Heiko Maas - Einführung einer Speicherfrist und Höchstspeicherfrist für Verkehrsdaten
Sehr geehrter Herr Präsident! Meine sehr verehrten Damen und Herren! Mit dem vorliegenden Gesetzentwurf geben wir Justiz und Polizei bei schwersten Straftaten ein zusätzliches Instrument an die Hand. Wir geben es ihnen an die Hand, um dabei mitzuhelfen, dass Straftaten wie Mord und Totschlag sowie Straftaten gegen die sexuelle Selbstbestimmung besser aufgeklärt und damit weitere Straftaten der betreffenden Straftäter verhindert werden können.
Wir wägen die Rechtsgüter untereinander ab: Es ist ein Eingriff in die informationelle Selbstbestimmung. Aber in der Abwägung der Rechtsgüter kommen wir zu dem Ergebnis, auch nach höchstrichterlicher Rechtsprechung, dass dieser Eingriff nicht nur verhältnismäßig, sondern auch zulässig ist, meine sehr verehrten Damen und Herren.
(Beifall bei der SPD und der CDU/CSU – Halina Wawzyniak [DIE LINKE]: Aber nicht erforderlich! – Dr.
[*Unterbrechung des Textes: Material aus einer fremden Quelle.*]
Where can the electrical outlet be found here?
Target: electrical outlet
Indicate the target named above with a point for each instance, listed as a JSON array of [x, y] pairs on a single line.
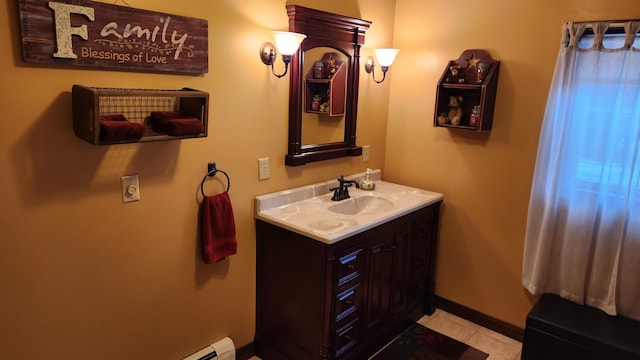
[[130, 188], [263, 169]]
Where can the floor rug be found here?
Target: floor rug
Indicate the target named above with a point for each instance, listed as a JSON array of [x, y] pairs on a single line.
[[421, 343]]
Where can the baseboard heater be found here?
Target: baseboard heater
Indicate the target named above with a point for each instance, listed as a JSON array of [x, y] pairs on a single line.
[[220, 350]]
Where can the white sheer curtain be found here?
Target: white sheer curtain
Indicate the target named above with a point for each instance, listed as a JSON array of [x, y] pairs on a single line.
[[583, 231]]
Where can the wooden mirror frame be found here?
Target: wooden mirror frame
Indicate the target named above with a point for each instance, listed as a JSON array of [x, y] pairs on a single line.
[[346, 35]]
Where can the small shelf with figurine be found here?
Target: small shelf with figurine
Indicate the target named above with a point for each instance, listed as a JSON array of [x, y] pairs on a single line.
[[466, 93], [326, 86]]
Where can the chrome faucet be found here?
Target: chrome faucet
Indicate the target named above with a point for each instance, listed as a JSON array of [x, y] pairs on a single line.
[[342, 192]]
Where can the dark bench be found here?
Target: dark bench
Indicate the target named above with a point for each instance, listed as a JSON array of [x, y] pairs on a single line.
[[560, 329]]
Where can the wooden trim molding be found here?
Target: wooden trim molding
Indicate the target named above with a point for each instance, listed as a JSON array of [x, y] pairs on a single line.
[[479, 318]]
Jan-Marco Luczak [CDU/CSU]: Und notwendig!)
Er ist auch verhältnismäßig, weil nun im Vergleich zur früheren Vorratsdatenspeicherung weniger Daten gespeichert werden, weil sehr viel kürzer gespeichert wird und weil der Zugriff auf die Daten deutlich erschwert worden ist. Nicht gespeichert wird der Inhalt von Telefongesprächen, welche Internetseiten aufgerufen werden. Und jetzt werden auch sämtliche E-Mails ausgenommen; es wird nicht gespeichert, wann eine E-Mail gesendet oder empfangen worden ist.
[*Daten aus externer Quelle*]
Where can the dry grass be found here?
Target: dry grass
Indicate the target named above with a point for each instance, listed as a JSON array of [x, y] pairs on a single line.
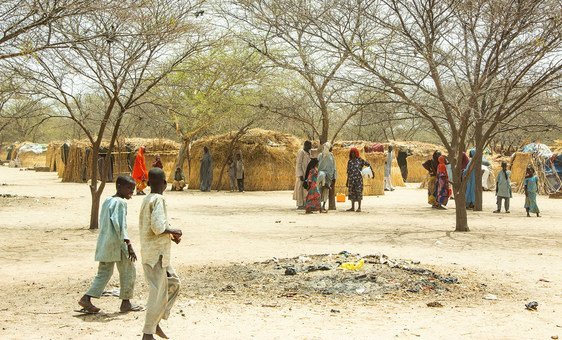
[[519, 165], [557, 146], [32, 159], [269, 159]]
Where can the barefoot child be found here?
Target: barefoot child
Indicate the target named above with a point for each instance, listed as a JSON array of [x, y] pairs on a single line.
[[156, 237], [114, 249]]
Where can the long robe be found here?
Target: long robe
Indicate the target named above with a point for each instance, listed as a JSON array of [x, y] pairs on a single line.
[[206, 172], [532, 185], [140, 174], [355, 178], [327, 169], [503, 184], [313, 193], [387, 171], [442, 185], [299, 193]]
(Thomas Strobl (Heilbronn) [CDU/CSU]: Schönheitsfehler!)
Außerdem werden die Standortdaten nur noch für vier Wochen erfasst, alle übrigen Daten zehn Wochen. Danach müssen sie gelöscht werden. Damit werden wir der höchstrichterlichen Rechtsprechung vollumfänglich gerecht.
(Beifall bei der SPD sowie bei Abgeordneten der CDU/CSU)
Meine Damen und Herren, schließlich haben wir auch den Katalog der Straftaten, bei deren Verfolgung die Daten genutzt werden dürfen, stark eingeschränkt; die Anzahl der entsprechenden Delikte haben wir halbiert.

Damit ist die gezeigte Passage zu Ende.